Je note qu’elle ne dit pas « collègue » mais « ami ». L’orgueil flatté, je reprends vite en confiance et serre la main du bel Alvaro avec assurance. Etrange sensation que de vous voir présenter à quelqu’un que vous avez tant de fois admiré en ligne. Je connais son CV par cœur, mais le reste n’est que fantasme. Ses yeux noirs comme la braise s’abattent sur moi pour la première fois. J’ai l’impression qu’ils me transpercent, me mettent à nu. Comme s’il pouvait lire en toutes lettres sur mon front l’intégralité de mon historique internet le concernant. Je tente tant bien que mal de ne pas laisser transparaître le moindre signe de malaise. Et la conversation reprend.

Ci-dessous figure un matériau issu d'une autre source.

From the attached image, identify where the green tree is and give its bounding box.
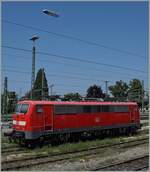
[128,79,144,103]
[109,80,129,101]
[62,93,82,101]
[33,69,48,100]
[86,85,105,98]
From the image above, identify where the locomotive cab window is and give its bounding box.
[15,104,29,114]
[36,105,43,113]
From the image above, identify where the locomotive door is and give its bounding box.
[131,107,137,123]
[43,105,53,130]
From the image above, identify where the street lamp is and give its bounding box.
[43,9,59,17]
[30,35,39,100]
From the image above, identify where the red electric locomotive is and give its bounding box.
[6,101,140,146]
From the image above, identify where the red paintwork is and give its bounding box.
[13,101,140,135]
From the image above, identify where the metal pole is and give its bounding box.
[50,84,54,96]
[105,80,109,97]
[41,69,44,100]
[4,77,8,114]
[31,46,35,99]
[30,36,39,100]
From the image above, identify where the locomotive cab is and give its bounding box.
[11,101,53,140]
[12,102,30,138]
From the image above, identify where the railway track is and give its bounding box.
[2,137,148,171]
[1,147,27,155]
[90,154,149,171]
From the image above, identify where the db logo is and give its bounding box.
[95,118,100,122]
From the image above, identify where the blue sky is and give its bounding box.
[2,2,148,96]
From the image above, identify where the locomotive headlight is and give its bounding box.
[18,121,26,126]
[13,120,17,125]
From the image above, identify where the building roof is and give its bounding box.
[18,100,137,105]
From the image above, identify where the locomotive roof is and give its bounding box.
[18,100,137,105]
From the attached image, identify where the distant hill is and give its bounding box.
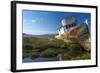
[23,33,57,38]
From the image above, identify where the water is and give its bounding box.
[23,56,58,63]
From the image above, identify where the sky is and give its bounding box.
[22,10,91,35]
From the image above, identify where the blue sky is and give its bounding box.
[22,10,91,35]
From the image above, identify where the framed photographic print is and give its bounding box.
[11,1,97,72]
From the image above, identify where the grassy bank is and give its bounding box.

Dans un mélange d’espagnol d’Espagne et d’Uruguay auquel je tente tant bien que mal de m’adapter. Les plaisanteries fusent. La plupart me sont accessibles. Certaines sont plus intimes, témoignage de l’amitié que Maria se portent l’un l’autre.
Mais je ne me sens pas de trop. Alvaro me demande quelques informations essentielles sur ma personne. D’où je viens. Si le travail me plait. Combien de temps je compte rester en Suisse.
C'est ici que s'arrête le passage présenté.